Писание указывает нам путь к спасению, а учебник физики - законы материального мира. Но, выводя из Библии формулу для определения силы тока и пытаясь найти в уравнениях физики откровение о смысле нашего существования, мы используем обе эти книги не по назначению, и последствия этого более чем печальны. Разобравшись с причинами и следствиями, мы утратили представление о целях и средствах, мы знаем уравнение Шредингера, но кто мы и зачем мы здесь - нам неведомо. Книга Чарльза Хаммеля не предлагает ответа на извечный русский вопрос "что делать", ее цели автор определил много скромнее - всего лишь "дать введение в историю и философию науки, показать общие точки соприкосновения между ней и библейским взглядом на природу". Он убедительно доказывает, что наука и богословие не противоречат друг другу, как не противоречат друг другу, скажем, поэзия и математика, но позволяют познавать мир с разных сторон во всей его полноте.

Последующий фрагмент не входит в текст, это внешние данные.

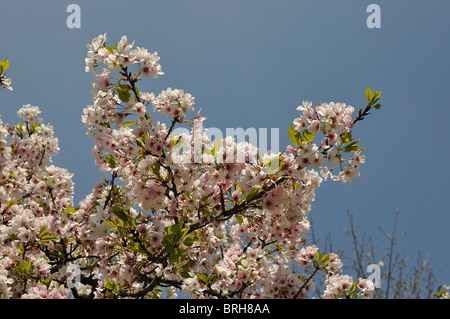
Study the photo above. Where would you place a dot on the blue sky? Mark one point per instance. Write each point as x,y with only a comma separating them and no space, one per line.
250,64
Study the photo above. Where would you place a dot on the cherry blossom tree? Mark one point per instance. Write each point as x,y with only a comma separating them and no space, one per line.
176,212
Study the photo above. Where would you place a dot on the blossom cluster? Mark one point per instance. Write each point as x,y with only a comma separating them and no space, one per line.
174,211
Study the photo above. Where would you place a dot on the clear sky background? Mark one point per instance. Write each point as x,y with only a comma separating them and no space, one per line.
250,64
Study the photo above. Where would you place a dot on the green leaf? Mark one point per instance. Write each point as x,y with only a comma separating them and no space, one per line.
217,144
124,92
252,194
352,148
122,214
346,137
369,94
275,164
111,161
294,135
184,271
4,65
156,168
308,136
110,285
377,106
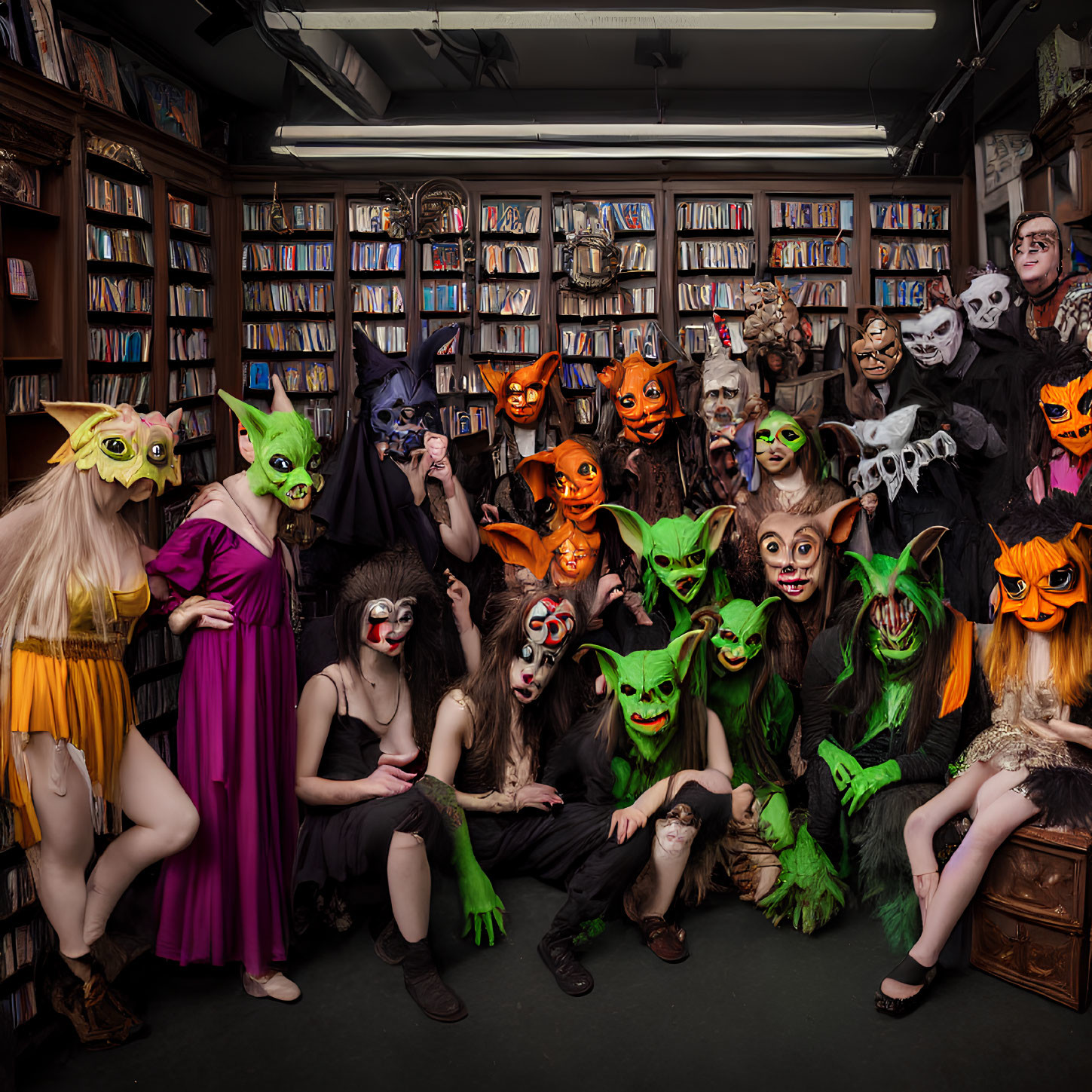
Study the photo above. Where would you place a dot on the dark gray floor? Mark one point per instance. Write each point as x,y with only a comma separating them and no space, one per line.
754,1006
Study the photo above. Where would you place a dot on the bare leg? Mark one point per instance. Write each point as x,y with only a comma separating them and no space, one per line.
1001,812
410,882
165,824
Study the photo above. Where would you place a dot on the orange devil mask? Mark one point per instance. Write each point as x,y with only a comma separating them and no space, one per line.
522,394
570,476
644,394
1068,411
1041,580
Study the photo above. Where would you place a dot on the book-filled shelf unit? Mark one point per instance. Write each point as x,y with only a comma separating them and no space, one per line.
289,325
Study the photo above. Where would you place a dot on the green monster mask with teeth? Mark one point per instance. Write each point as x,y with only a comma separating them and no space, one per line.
647,685
286,454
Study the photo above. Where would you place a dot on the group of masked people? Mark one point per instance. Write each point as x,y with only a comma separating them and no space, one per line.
804,627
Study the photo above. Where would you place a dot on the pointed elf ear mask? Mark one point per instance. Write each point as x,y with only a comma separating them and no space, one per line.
522,394
902,598
118,442
286,454
647,685
570,476
741,632
678,551
644,394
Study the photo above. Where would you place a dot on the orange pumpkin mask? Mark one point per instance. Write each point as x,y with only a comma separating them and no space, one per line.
570,476
1068,411
644,394
1041,580
522,394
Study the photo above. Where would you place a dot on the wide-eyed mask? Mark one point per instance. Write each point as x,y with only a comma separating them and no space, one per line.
387,625
570,476
521,394
547,626
1068,413
644,396
119,444
286,454
678,549
647,685
934,337
794,547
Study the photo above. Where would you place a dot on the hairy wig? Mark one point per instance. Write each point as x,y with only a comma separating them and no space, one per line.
396,574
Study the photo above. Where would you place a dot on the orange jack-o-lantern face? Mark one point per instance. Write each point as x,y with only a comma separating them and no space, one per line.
1040,581
1068,413
644,394
522,394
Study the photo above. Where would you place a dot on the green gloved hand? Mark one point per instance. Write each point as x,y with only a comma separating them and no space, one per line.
868,782
843,766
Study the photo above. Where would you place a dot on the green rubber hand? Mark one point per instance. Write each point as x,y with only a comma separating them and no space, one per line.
843,766
866,785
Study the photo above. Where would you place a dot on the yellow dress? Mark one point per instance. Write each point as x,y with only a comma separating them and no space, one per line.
75,690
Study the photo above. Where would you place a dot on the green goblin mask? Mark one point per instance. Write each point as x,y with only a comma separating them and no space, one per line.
904,596
286,454
647,685
741,632
675,552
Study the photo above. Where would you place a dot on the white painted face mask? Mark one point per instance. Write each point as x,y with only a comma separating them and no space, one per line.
986,299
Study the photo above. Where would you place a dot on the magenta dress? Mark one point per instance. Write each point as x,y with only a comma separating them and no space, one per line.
225,898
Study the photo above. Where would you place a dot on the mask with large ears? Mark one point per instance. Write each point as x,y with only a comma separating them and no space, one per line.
795,549
570,476
521,394
644,394
676,551
649,685
119,444
902,596
286,454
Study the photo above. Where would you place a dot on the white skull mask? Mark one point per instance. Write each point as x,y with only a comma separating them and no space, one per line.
985,299
935,337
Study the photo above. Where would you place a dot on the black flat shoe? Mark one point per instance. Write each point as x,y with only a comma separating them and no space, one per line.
911,973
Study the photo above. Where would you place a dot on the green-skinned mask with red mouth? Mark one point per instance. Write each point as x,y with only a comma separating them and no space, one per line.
741,632
649,685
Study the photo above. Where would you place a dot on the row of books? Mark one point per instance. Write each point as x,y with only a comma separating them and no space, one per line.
190,255
188,299
713,216
299,216
311,337
187,214
287,296
445,297
913,216
309,257
808,253
188,344
379,297
511,218
509,258
190,384
26,393
911,255
124,295
114,344
119,245
112,389
315,376
717,253
508,338
123,199
804,214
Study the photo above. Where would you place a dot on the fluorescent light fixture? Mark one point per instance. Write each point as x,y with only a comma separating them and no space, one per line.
802,19
606,133
583,152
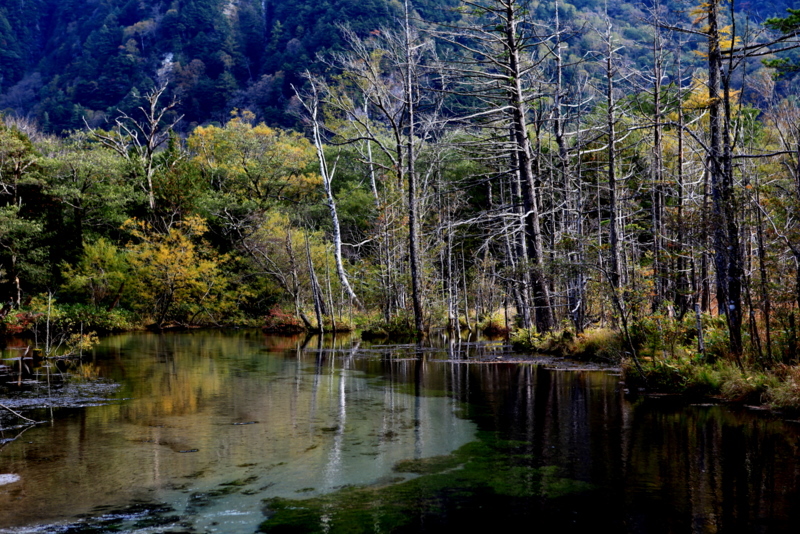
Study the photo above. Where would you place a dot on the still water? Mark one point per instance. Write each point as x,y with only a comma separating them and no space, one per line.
235,431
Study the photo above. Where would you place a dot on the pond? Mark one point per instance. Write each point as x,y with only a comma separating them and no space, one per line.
237,431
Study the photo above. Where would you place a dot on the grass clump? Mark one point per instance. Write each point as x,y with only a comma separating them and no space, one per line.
601,344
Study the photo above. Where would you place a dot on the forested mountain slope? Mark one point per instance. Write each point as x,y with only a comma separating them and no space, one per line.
66,61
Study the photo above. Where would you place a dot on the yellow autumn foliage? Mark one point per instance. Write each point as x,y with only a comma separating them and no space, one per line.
256,162
177,274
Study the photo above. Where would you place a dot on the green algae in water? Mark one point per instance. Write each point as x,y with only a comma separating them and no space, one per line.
461,490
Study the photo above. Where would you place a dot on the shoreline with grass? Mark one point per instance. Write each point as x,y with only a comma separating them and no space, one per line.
661,361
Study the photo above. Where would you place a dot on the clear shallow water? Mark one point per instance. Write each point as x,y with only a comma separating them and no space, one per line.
207,425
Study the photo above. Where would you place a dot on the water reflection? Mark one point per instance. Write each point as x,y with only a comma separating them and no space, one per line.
212,423
198,411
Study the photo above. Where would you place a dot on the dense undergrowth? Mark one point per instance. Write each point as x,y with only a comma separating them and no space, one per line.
664,355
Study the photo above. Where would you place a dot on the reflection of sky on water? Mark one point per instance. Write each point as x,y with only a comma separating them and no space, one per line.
203,411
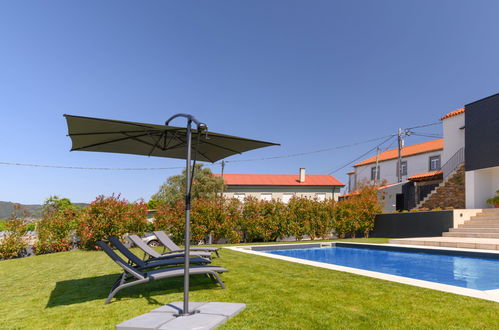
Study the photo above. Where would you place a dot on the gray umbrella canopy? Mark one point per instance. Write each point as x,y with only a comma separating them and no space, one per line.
105,135
116,136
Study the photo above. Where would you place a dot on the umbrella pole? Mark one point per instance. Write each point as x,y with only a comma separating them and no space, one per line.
187,240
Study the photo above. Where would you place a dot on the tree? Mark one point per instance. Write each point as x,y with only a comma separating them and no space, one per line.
204,185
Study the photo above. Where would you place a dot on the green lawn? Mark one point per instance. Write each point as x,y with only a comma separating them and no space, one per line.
67,290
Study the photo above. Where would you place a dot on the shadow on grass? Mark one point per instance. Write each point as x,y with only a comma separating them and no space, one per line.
96,288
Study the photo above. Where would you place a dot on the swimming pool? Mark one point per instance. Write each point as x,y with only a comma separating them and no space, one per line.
466,271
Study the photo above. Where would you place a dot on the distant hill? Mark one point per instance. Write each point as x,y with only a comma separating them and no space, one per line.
33,210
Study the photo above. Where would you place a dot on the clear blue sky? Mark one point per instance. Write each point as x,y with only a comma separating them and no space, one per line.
306,74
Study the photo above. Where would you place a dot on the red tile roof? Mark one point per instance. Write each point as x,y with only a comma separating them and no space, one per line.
453,113
280,180
425,176
414,149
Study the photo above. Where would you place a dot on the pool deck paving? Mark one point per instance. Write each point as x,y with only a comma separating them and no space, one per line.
452,242
491,295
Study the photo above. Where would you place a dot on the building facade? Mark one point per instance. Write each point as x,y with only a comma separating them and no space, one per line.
481,151
415,159
281,186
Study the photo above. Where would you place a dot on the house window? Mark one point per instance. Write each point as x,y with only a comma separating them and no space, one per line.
266,197
240,197
286,198
403,168
435,163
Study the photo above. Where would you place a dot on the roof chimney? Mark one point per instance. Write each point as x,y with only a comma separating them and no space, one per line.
301,177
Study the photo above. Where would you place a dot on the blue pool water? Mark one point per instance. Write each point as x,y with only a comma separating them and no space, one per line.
466,272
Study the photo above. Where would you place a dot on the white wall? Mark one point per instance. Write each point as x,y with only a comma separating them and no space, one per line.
480,186
388,169
282,193
453,136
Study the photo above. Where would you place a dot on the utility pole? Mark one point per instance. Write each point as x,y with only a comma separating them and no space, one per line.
376,177
399,158
223,182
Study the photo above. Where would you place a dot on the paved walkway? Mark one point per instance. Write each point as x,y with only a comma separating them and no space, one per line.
455,242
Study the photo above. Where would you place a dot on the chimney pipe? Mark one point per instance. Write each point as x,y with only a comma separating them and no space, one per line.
301,178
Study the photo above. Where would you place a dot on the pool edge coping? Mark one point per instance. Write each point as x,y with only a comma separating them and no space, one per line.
490,295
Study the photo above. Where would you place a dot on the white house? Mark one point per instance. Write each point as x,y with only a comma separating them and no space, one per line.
415,159
281,186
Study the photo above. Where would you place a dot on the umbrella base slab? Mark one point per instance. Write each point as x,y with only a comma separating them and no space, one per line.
208,315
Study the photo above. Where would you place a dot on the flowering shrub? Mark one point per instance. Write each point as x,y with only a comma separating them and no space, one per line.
256,220
110,216
357,213
56,230
218,217
170,218
13,244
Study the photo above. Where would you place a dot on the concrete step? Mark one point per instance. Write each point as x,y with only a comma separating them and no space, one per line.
479,225
474,230
484,217
490,212
481,222
475,235
451,242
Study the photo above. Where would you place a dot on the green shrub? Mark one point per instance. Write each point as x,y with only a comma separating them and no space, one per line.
110,216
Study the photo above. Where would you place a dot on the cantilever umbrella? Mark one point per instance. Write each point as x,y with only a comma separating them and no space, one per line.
105,135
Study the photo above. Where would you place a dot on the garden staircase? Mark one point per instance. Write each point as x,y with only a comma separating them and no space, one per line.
480,232
482,225
449,193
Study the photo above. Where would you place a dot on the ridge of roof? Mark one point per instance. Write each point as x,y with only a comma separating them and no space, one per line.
453,113
280,180
411,150
426,175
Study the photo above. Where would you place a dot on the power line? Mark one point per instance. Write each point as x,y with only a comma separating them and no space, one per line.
94,168
361,156
425,125
309,152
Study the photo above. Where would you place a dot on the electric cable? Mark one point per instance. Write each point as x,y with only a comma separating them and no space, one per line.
361,156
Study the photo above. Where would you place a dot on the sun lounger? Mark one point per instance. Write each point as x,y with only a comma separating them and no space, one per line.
151,263
135,239
133,276
170,245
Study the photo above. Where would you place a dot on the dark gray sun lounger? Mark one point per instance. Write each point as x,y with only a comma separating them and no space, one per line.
151,263
135,239
132,276
170,245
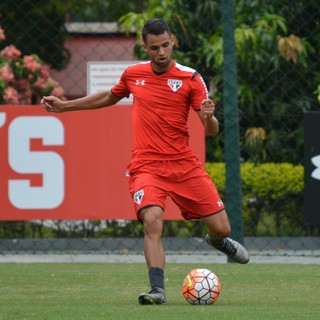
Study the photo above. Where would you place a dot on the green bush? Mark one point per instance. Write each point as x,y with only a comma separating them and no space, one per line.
272,195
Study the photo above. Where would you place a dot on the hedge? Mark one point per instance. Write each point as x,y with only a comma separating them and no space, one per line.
272,196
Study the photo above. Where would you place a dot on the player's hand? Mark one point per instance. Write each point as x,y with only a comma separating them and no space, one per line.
52,104
207,108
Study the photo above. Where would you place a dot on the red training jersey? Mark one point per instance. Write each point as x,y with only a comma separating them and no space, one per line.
160,109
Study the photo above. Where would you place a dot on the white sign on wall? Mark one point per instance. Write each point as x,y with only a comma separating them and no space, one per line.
103,76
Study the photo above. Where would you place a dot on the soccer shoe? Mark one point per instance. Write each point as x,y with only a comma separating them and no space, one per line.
232,249
155,296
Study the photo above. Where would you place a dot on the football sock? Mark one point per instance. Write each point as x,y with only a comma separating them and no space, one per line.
156,277
218,243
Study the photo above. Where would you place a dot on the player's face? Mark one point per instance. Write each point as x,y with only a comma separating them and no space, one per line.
159,49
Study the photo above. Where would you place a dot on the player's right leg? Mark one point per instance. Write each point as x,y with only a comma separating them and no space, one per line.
218,237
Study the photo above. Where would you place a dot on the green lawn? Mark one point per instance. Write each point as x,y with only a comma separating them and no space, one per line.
109,291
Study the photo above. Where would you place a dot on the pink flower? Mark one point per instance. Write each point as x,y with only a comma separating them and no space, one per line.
2,35
45,71
6,73
40,84
31,63
25,93
10,52
10,96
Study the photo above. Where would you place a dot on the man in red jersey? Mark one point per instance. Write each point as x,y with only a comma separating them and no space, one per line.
163,163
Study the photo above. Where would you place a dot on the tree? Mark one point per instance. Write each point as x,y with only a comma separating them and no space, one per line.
278,66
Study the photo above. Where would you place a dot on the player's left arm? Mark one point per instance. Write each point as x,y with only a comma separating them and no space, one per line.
206,115
204,106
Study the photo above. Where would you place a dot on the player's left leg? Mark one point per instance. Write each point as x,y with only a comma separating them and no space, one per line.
218,237
154,254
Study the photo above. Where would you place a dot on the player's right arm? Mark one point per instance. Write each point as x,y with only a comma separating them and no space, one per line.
94,101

В его книге в защиту веры выступают не богословы, но ученые, что придает этим свидетельствам особую убедительность.
В конце главного труда своей жизни, книги "Гармония миров", великий астроном Кеплер написал: "Благодарю Тебя, о Господь-Создатель, творению Которого я столь безмерно радуюсь. Я радуюсь трудам рук Твоих. Се! Я завершил свой труд┘ Я показал славу дел Твоих┘ Душа моя, хвали Господа-Создателя, пока жив я┘ Ему хвала, честь и слава вовеки. Аминь". К этому можно отнестись по-разному, но нелишним будет задуматься о том, что великим умам прошлого и Писание - книга Божьего Слова, и Природа - книга Божьих Дел - казались равно заслуживающими внимательного прочтения и изучения.